Anna Delvey, the infamous “Soho grifter”, was not going to miss out on New York fashion week because of an ankle bracelet and home detention. So fashion came to her, or more precisely to the rooftop of her East Village apartment.
In what has been judged an excitement-starved start to September’s round of fashion weeks, it was Delvey’s mission to shake it up by hosting Shao, an emerging young designer, in a chaotic show under stormy skies that organisers feared would be shut down by the police before it even began.
“So much fun … too much fun to describe,” was how the Russian-born Delvey, 32, whose real name is Anna Sorokin, described it. Where Delvey sits on the spectrum of fashion’s accelerating celebrification is hard to say, but Lady Gaga’s stylist, Nicola Formichetti, said he felt Delvey was like the late British fashion icon Isabella Blow: “super passionate without so much planning”.
“People are obsessed with Anna. It’s not like she’s a fashion plate or authority, but I love the fact she’s using her position to promote and elevate a young designer,” he said. “Fashion is about promoting young designers and I feel like no one is doing that any more.”
Delvey, 32, was arrested in 2017 and found guilty of attempted grand larceny after posing as a wealthy German art patron, blowing more than $275,000 on private jets and luxury hotel stays. The Netflix series Inventing Anna, based on her story, was broadcast while she was doing time in prison. She remains under house arrest for overstaying her visa.
Delvey and the legendary New York publicist Kelly Cutrone conceived the rooftop show in a matter of days. Among the models were the Native American Quannah Chasinghorse and the 55-year-old Siberian Irina Pantaeva, who came to New York in the 90s to be a nanny but ended up working as a Chanel model. Chasinghorse said: “It was a good experience to do a fashion show on a rooftop and in the rain.”
Against the New York skyline, the show fittingly opened to Woke Up This Morning, the Sopranos theme, and Billy Idol’s Hot in the City. Models rounded the stairwell in outfits invoking tailored, punky, East Village history. But some models didn’t make it to the roof, such was the chaos.
“It was a challenge,” Delvey said. “I had like 30 people show up at my apartment. I guess that’s the beauty of it – how to work within constraints. I’m tied to this one spot. We can’t just go where ever, whenever.
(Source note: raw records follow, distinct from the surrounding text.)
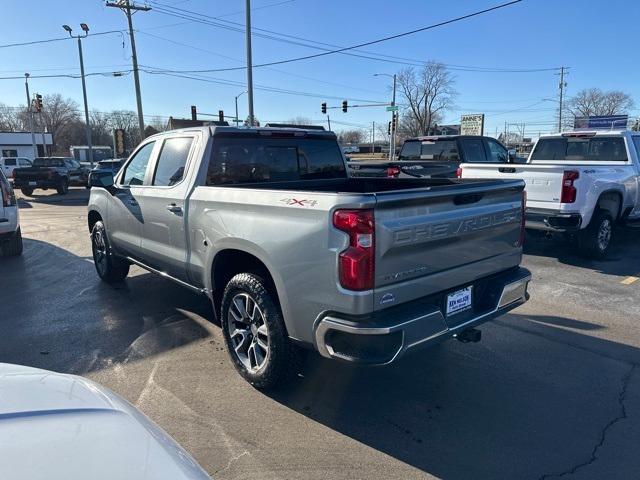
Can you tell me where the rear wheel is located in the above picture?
[220,273,302,389]
[2,227,22,257]
[91,220,129,283]
[578,210,613,259]
[56,178,69,195]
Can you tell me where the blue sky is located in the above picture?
[0,0,640,136]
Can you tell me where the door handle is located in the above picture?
[167,203,182,213]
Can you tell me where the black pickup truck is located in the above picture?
[348,135,515,178]
[13,157,89,195]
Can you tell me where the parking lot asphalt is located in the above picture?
[0,189,640,479]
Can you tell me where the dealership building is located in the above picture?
[0,132,53,159]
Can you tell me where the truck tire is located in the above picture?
[56,178,69,195]
[1,227,22,257]
[91,220,129,283]
[220,273,302,389]
[578,210,613,260]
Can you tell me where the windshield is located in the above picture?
[33,158,64,167]
[531,137,627,162]
[399,140,460,162]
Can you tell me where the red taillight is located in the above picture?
[516,190,527,247]
[560,170,580,203]
[387,167,400,178]
[333,210,375,290]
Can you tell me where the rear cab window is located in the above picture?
[206,136,347,186]
[531,136,627,162]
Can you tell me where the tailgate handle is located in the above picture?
[453,193,484,205]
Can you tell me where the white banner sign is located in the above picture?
[460,113,484,135]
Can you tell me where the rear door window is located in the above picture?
[460,138,487,163]
[485,138,509,163]
[152,137,193,187]
[121,142,156,186]
[207,138,347,185]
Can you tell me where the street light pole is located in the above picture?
[24,73,38,158]
[236,91,247,127]
[62,23,93,168]
[245,0,254,127]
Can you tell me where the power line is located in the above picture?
[149,0,522,73]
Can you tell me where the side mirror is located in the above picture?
[89,171,113,189]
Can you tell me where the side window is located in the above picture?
[486,139,509,163]
[121,142,156,186]
[460,138,487,163]
[151,137,193,187]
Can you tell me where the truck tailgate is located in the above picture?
[461,163,570,210]
[374,181,524,316]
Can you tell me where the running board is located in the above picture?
[125,257,207,295]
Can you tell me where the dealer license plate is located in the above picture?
[447,287,471,316]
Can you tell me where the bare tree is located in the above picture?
[0,103,29,132]
[398,60,457,135]
[566,88,634,117]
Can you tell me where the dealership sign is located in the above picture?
[460,113,484,135]
[573,115,629,130]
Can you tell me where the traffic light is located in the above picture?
[34,93,42,112]
[113,128,125,156]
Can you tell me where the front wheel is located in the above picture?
[91,221,129,283]
[221,273,301,389]
[578,210,613,260]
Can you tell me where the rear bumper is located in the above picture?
[525,208,582,232]
[315,268,531,365]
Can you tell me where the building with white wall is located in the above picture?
[0,132,53,159]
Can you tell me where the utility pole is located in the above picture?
[371,120,376,155]
[236,90,247,127]
[62,23,93,168]
[556,67,568,132]
[245,0,254,127]
[24,73,38,158]
[106,0,151,140]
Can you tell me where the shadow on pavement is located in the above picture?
[524,227,640,276]
[0,238,213,374]
[270,315,640,480]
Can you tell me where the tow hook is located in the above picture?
[453,328,482,343]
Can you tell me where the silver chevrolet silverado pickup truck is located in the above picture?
[88,127,531,388]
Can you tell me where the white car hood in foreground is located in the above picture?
[0,364,209,480]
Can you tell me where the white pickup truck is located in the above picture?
[460,130,640,258]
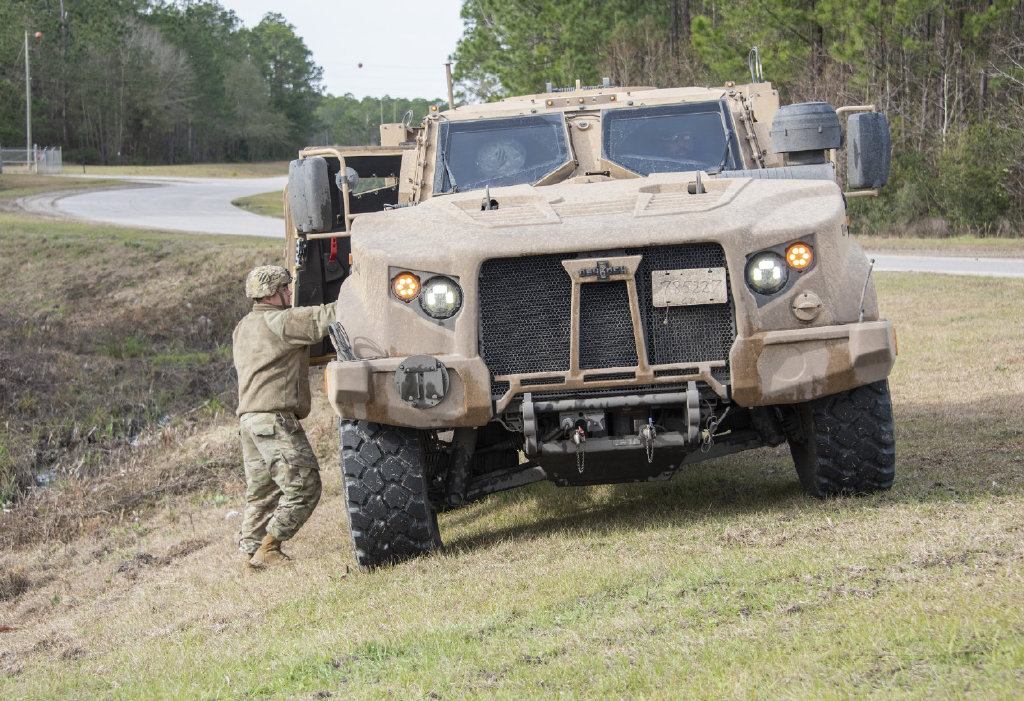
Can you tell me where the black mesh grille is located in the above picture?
[479,244,735,396]
[580,280,637,370]
[626,244,736,366]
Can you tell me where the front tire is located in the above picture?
[338,419,441,568]
[788,380,896,498]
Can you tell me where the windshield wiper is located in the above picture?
[441,151,459,192]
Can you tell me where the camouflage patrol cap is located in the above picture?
[246,265,292,300]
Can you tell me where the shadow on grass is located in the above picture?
[442,396,1024,550]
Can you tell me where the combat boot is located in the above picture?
[249,533,291,569]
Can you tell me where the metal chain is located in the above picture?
[572,427,587,475]
[640,419,657,465]
[700,406,732,452]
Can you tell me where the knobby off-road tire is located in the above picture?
[788,380,896,498]
[338,419,441,568]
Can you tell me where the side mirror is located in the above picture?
[846,112,892,188]
[288,158,332,233]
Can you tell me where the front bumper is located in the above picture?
[324,320,896,429]
[729,319,896,406]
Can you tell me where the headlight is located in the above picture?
[391,272,420,302]
[420,275,462,319]
[746,251,790,295]
[785,240,814,270]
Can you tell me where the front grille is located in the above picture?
[479,243,735,396]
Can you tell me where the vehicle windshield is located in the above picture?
[601,102,742,175]
[434,114,569,192]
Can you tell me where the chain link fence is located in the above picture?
[0,146,63,175]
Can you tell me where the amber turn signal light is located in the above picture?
[391,272,420,302]
[785,243,814,270]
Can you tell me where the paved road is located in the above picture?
[48,175,288,237]
[26,176,1024,277]
[867,253,1024,277]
We had to work with it.”
“We called the show Danger Zone,” Shao Yang, the designer, said. “It’s old New York, fun and spontaneous, the 80s, with the culture, inclusivity, diversity, everything.”
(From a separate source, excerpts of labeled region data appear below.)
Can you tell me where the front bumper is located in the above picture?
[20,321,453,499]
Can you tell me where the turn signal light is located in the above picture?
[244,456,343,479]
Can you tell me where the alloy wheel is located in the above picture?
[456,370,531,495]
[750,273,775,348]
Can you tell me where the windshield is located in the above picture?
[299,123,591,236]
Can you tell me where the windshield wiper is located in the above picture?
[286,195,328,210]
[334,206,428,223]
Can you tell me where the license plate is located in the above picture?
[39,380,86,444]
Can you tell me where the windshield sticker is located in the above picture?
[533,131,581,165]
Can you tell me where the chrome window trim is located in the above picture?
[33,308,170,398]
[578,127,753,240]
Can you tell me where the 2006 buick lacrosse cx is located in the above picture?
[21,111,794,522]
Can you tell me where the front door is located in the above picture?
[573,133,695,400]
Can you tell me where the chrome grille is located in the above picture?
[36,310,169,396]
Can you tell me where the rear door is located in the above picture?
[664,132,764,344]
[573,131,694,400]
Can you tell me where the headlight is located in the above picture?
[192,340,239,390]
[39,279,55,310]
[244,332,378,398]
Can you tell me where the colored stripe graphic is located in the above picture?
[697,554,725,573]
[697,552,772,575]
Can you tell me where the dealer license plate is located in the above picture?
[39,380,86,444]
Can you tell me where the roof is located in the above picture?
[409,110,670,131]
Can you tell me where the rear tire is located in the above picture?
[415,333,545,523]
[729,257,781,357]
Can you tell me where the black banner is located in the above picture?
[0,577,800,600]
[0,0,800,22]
The show’s stylist, Jules Wood, who used to work at Vivienne Westwood Couture and is now editor-in-chief of Reserved magazine, described the designs as Jean Paul Gaultier meets Blade Runner via fine tailoring. Wood said the show nearly didn’t come off. “Vivienne would have approved – a bit guerilla with a fuck-you kind of attitude.”
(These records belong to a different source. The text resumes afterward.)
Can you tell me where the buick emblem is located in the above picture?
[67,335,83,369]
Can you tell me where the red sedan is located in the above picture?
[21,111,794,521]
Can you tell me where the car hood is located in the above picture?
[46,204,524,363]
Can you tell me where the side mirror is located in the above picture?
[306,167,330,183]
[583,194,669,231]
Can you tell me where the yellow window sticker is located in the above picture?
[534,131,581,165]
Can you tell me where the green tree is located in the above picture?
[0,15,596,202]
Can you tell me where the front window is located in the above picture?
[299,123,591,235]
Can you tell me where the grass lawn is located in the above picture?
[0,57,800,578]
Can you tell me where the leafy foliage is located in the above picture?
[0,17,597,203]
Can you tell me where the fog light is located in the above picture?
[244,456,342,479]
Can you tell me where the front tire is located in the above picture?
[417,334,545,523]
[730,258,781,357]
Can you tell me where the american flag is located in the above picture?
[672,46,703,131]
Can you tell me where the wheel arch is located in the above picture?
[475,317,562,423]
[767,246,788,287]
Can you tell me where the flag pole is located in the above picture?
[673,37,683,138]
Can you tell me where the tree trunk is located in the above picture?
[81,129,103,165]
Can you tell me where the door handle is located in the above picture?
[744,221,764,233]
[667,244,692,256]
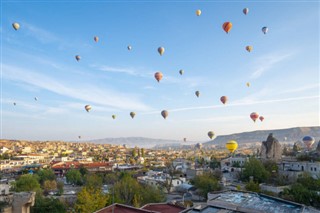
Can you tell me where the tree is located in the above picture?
[31,194,66,213]
[66,169,82,185]
[193,173,221,199]
[37,169,56,185]
[14,174,40,192]
[74,187,110,213]
[241,158,270,183]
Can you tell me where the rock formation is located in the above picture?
[260,133,282,161]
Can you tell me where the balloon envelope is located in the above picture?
[161,110,169,119]
[208,131,214,139]
[220,96,228,104]
[226,140,238,153]
[261,27,269,34]
[130,112,136,119]
[246,46,252,52]
[242,8,249,15]
[222,22,232,33]
[12,22,20,30]
[158,47,164,55]
[154,72,163,82]
[250,112,259,122]
[84,105,91,112]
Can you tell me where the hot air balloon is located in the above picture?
[246,46,252,52]
[158,47,164,55]
[302,136,315,149]
[12,22,20,30]
[161,110,169,119]
[242,8,249,15]
[208,131,214,139]
[222,22,232,33]
[84,105,91,112]
[130,112,136,119]
[220,96,228,104]
[226,140,238,153]
[261,27,269,34]
[154,72,163,82]
[196,143,202,149]
[250,112,259,122]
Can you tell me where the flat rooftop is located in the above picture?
[208,191,304,213]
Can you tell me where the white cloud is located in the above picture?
[250,53,293,79]
[2,65,150,111]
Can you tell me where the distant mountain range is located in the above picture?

Still, the crowds trying to make it up to Delvey’s rooftop proved her celebrity has not dimmed. “She has an interesting perspective on the fashion industry and the exclusivity of it,” said the show’s hair stylist, Jason Backe. “She’s obviously an opportunist but this is an opportunity for her to leverage, in a good Samaritan kind of way.”
• This article was amended on 13 September 2023. An earlier version incorrectly described Jules Wood as a “former bridal director at Vivienne Westwood”.